Bir düşün kardeşim, insanlar İsa’yı mahkum ediyor, dindarlar O’nun çarmıha gerilmesini arzuluyor, arkalarından halk yığınları bunun için çırpınıyor. Allah’ın Egemenliğine tahammülü olmayan en çirkin başkaldırıcı, âsi İblis’in ruhudur bu.

Bu olaylara tanık olsaydın, kimi seçerdin? Halkına özgürlük, mutluluk vaadetmiş, ayaklanma önderi Barabas’ı mı, yoksa dünyanın günahını yüklenen, hakaretlere uğramış Allah Kuzusu İsa’yı mi?

Sorumuzu iyice düşün, geleceğini belirle.
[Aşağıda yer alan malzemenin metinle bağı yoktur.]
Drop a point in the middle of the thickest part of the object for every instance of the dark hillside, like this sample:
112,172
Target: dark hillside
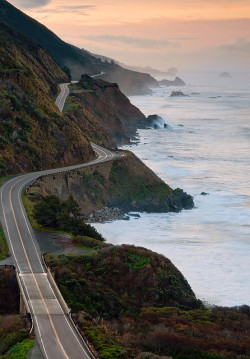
101,105
78,61
33,133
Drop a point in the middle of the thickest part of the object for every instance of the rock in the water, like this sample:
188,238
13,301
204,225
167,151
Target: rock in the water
135,215
105,214
225,75
155,121
176,82
178,94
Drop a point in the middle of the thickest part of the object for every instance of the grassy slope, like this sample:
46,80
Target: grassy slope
34,134
125,183
15,341
78,61
4,250
98,107
124,297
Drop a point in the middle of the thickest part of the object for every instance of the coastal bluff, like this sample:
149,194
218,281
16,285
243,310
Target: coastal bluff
126,183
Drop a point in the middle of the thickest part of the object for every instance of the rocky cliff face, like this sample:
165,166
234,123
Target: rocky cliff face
125,183
33,133
103,112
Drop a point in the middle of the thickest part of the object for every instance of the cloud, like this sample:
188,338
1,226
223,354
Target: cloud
33,4
137,42
30,4
241,45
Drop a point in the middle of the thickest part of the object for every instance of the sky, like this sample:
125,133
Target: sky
187,34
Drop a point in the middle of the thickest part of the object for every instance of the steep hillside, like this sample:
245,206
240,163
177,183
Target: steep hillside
95,103
125,183
33,133
130,302
77,60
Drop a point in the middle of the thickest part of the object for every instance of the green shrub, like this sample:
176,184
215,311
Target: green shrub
50,211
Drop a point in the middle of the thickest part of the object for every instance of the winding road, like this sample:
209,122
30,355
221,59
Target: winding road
55,333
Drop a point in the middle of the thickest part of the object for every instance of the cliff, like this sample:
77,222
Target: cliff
33,133
125,183
129,302
103,112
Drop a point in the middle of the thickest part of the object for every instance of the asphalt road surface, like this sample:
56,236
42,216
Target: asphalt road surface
55,333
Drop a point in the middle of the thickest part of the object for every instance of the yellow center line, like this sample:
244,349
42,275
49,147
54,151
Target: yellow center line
39,290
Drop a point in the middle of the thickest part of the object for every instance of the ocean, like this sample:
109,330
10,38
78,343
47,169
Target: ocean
205,148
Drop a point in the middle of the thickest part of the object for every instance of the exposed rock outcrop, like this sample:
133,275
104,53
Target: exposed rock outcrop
34,134
103,112
125,183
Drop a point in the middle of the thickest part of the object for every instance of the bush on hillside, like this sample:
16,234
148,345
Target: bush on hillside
63,215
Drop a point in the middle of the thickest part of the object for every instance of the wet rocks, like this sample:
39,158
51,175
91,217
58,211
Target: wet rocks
106,214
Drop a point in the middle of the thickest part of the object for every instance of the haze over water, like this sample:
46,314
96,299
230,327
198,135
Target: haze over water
206,148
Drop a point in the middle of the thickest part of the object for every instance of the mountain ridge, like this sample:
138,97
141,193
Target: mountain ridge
77,60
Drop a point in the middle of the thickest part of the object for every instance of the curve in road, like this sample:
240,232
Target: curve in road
56,335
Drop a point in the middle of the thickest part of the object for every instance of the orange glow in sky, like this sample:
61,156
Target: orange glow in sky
159,33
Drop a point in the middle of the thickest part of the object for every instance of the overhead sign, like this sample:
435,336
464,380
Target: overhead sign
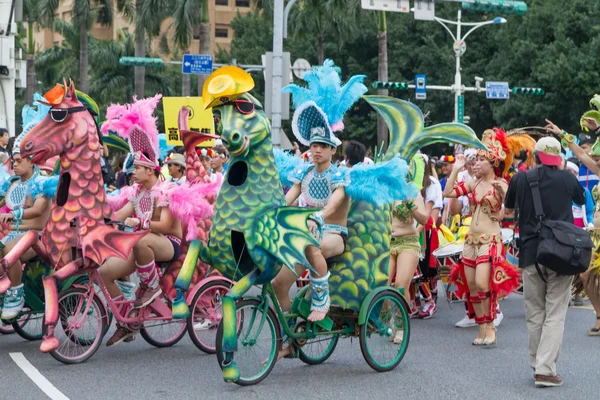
497,90
197,64
461,109
386,5
420,87
300,67
199,120
424,10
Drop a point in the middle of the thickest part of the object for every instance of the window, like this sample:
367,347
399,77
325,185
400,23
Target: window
221,32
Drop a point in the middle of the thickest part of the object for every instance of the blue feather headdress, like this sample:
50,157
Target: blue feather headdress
330,98
31,115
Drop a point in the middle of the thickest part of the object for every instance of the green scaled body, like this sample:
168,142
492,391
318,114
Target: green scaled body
364,265
252,228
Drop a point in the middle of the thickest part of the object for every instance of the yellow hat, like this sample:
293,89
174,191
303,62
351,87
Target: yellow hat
224,85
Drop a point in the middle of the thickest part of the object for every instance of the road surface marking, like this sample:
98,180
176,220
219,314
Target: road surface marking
44,384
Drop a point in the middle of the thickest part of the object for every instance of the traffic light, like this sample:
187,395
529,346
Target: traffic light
142,62
390,85
529,91
497,6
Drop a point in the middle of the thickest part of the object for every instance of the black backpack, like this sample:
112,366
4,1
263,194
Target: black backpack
564,248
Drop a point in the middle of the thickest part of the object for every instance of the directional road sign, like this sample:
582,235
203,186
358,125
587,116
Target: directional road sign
497,90
197,64
386,5
420,87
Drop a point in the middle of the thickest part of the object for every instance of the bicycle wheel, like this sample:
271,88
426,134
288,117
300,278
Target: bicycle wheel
79,333
318,349
205,315
386,317
163,333
30,326
256,342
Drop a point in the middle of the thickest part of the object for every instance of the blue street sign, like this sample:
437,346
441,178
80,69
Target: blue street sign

Dünyanın Kurtarıcısı, Egemenliğini izleyicilerinin yüreklerinde kuran Allah’ın Oğluna inan.

Dua: Rab İsa, sen gerçek kralsın. Tevazu, kanaatten çok, malı mülkü, güç ve onuru sevdiğimi önünde itiraf ediyorum. Bu günahımı affet. Zindanlarda çürüyen suçsuz insanlara yardim etmediysem, onları savunmaktan kaçtıysam bağışla beni. Gerçeği izleyip, gerektiğinde cesaretle doğrunun yanında olabilmeyi öğret bana. Amin.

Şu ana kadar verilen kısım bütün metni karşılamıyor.